Minyak Naik, Pasar Gelisah Usai Serangan Israel di Qatar
Harga minyak dunia kembali menguat pada perdagangan Asia hari Rabu(10/9) setelah serangan Israel terhadap pimpinan Hamas di Doha, Qatar, memicu kekhawatiran akan meningkatnya ketegangan di Timur Tengah.
Serangan ini sempat mendorong harga minyak naik hingga 2% pada Selasa sebelum terkoreksi, meski kemudian kembali stabil karena pasar menilai potensi konflik masih bisa meluas.

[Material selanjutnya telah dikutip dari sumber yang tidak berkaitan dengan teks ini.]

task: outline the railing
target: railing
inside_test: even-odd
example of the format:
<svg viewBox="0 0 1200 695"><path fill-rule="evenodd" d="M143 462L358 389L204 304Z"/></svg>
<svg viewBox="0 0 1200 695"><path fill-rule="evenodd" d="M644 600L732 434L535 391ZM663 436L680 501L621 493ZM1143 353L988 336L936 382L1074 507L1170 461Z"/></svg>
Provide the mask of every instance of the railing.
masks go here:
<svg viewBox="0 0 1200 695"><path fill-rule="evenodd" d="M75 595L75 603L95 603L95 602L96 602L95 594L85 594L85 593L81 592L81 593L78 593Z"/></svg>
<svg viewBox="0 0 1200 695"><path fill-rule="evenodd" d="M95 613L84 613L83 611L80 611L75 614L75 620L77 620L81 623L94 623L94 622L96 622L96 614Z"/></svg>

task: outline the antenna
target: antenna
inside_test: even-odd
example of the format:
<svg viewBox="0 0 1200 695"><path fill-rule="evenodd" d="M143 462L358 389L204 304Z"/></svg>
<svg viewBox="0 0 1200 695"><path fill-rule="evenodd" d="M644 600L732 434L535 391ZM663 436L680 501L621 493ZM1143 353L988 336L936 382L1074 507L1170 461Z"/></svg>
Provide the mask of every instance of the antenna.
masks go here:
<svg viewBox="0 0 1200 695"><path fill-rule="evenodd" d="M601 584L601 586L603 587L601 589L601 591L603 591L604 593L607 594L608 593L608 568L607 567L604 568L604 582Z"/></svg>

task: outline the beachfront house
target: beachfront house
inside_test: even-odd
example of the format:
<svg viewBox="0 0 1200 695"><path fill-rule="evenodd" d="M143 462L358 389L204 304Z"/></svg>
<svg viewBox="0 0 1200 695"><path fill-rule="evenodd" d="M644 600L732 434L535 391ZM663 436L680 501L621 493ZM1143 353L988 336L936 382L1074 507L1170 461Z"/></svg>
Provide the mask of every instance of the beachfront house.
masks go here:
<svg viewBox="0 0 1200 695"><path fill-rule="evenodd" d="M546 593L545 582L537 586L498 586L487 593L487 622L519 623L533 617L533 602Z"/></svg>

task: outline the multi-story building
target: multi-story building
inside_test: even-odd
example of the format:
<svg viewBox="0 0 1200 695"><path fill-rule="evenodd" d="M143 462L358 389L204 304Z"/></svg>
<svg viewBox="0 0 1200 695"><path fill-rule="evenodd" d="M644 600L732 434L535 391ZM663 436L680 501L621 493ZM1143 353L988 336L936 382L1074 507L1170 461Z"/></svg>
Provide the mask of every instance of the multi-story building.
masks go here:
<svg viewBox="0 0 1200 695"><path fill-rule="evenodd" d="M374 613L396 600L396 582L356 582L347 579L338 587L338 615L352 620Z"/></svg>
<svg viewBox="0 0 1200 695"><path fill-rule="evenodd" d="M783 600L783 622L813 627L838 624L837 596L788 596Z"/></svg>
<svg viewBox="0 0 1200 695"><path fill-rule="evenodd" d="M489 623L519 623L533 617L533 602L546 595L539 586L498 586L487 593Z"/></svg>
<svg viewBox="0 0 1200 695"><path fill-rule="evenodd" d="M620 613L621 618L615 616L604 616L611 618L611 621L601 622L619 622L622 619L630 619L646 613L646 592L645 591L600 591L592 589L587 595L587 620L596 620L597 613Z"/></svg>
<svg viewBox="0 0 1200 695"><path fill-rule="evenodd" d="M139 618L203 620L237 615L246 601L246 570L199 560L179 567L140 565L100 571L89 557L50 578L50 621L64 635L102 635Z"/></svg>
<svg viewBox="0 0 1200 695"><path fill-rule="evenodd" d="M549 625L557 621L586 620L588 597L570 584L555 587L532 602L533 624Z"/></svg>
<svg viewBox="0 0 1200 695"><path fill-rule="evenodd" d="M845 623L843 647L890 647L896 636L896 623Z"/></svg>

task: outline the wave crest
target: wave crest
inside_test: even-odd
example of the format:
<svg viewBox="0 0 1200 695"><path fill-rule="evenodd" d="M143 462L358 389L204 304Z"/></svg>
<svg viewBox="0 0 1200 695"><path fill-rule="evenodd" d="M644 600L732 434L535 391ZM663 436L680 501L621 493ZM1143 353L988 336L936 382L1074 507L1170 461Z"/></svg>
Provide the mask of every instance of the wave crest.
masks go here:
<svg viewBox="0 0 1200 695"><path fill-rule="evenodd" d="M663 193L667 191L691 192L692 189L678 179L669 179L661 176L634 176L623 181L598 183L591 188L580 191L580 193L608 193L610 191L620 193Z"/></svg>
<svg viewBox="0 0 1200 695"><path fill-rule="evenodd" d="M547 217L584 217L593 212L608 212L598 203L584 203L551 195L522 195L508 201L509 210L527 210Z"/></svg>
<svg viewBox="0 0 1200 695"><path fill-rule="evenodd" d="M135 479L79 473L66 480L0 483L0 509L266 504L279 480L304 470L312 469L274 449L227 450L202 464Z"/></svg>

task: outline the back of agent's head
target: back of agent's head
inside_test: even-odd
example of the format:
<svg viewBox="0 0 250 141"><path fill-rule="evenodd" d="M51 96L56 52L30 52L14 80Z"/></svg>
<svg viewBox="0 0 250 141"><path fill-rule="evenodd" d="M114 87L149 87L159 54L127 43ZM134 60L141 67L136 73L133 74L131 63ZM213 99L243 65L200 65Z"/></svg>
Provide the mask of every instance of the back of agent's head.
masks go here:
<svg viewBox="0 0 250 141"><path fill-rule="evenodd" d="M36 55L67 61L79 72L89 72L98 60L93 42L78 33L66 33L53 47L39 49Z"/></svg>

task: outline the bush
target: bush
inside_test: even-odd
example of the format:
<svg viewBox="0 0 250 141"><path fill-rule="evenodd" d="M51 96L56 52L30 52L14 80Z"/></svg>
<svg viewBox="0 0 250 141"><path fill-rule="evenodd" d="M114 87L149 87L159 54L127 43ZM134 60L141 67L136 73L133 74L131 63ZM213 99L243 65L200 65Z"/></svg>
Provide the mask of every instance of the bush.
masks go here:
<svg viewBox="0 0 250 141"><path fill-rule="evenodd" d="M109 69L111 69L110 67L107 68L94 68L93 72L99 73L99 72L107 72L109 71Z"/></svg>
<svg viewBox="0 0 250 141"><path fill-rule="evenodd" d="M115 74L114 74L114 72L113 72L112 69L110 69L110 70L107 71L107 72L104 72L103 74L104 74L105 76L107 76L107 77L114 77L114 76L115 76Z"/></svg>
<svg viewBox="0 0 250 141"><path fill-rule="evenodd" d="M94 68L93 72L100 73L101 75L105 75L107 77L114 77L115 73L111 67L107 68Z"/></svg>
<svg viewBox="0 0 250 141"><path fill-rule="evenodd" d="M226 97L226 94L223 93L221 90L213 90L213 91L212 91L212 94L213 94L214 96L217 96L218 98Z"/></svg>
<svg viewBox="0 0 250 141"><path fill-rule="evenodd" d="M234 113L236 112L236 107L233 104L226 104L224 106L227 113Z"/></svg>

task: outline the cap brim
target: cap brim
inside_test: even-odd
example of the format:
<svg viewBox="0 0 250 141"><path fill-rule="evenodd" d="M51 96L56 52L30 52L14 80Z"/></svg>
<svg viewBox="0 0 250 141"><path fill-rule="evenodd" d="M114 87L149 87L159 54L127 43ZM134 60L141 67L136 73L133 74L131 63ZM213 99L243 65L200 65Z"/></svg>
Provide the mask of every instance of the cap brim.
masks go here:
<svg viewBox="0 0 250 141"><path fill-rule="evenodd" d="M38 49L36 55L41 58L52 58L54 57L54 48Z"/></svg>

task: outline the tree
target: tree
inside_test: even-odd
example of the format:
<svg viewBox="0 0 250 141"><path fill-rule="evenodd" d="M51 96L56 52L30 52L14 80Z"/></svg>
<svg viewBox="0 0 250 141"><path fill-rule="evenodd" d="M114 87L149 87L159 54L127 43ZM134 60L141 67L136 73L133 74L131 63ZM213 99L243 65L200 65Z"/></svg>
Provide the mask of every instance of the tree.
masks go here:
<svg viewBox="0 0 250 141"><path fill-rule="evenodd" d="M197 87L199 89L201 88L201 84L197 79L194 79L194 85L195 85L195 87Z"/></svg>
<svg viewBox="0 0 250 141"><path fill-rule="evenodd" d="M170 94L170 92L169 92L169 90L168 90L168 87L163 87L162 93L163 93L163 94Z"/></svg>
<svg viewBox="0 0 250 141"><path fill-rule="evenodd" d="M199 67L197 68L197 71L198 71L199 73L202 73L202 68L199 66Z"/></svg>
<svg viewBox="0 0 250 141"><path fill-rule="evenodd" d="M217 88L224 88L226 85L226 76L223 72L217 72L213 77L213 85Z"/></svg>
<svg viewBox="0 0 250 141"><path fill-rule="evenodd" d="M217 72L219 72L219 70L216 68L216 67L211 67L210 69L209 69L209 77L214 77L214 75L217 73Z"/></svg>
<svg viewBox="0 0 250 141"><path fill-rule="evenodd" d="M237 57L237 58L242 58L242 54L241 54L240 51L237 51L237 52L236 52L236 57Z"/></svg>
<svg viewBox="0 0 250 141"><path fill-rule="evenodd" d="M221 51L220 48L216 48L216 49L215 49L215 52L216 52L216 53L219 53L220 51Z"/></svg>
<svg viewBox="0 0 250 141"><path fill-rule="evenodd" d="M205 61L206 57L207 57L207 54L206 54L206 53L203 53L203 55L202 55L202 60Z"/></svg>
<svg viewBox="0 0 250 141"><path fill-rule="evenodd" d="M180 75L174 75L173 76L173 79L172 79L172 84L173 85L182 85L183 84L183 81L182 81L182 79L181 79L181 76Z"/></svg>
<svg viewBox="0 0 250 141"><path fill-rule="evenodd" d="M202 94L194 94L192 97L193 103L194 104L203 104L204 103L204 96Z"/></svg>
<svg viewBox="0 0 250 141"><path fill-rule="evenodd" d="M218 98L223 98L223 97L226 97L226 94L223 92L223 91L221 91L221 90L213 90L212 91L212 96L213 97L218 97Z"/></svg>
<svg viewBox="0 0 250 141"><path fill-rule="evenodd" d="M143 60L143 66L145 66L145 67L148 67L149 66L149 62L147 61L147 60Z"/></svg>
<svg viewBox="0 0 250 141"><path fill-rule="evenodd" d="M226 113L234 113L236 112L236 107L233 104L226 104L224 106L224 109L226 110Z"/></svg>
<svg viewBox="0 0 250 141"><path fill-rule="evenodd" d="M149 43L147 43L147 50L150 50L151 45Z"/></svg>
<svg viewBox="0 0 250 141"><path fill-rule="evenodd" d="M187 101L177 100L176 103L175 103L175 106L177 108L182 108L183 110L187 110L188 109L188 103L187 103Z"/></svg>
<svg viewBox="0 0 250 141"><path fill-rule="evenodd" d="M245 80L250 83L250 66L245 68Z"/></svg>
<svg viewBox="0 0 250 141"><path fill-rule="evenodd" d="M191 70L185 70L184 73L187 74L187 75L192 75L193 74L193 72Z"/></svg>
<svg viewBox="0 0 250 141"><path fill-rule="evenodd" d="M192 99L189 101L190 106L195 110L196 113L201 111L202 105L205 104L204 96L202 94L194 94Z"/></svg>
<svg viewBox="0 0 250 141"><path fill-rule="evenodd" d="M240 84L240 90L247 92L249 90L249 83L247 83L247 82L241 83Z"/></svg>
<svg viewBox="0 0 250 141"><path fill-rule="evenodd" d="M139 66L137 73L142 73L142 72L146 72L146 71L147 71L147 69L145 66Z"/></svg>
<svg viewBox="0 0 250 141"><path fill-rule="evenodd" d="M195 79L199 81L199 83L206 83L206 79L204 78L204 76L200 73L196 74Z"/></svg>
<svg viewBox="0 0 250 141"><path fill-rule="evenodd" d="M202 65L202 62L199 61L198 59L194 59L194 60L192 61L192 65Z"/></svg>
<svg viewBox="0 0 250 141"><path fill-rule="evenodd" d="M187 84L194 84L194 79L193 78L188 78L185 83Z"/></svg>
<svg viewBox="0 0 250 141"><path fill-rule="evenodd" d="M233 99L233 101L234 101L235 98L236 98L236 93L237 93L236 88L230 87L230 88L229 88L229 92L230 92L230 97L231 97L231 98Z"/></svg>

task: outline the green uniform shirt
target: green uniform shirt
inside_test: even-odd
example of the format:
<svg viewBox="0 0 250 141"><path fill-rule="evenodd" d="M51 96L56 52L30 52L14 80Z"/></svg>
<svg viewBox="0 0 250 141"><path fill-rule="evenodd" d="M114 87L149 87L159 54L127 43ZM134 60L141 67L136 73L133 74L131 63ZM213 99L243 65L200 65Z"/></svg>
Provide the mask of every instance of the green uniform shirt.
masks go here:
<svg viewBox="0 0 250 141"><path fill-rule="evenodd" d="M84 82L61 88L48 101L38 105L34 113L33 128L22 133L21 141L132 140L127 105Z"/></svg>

Israel mengklaim telah menargetkan tim Hamas, namun kelompok tersebut menyebut upaya itu gagal meski menelan lima korban jiwa.
Situasi ini menambah ketidakpastian perundingan damai, sementara pasar khawatir aksi militer lanjutan bisa mengganggu stabilitas kawasan yang menjadi salah satu pusat pasokan energi dunia.
Selain faktor geopolitik, harga minyak juga didukung oleh prospek sanksi lebih keras dari AS terhadap Rusia. Presiden Donald Trump mendorong Uni Eropa untuk mengenakan tarif lebih tinggi terhadap India dan Tiongkok yang masih membeli energi dari Moskow.
Harga minyak pada saat penulisan ini berada di $66.87
- Beli jika harga bergerak di kisaran $66.97
- Jual jika harga bergerak di kisaran $66.77
Resistance 2: $67.27
Resistance 1: $67.12
Support 1: $66.62
Support 2: $66.47
DISCLAIMER
Catatan: Artikel ini bersifat analitis dan bukan merupakan referensi definitif. Pertimbangkan perkembangan fundamental dan teknis dalam perdagangan sebelum membuat keputusan investasi apa pun.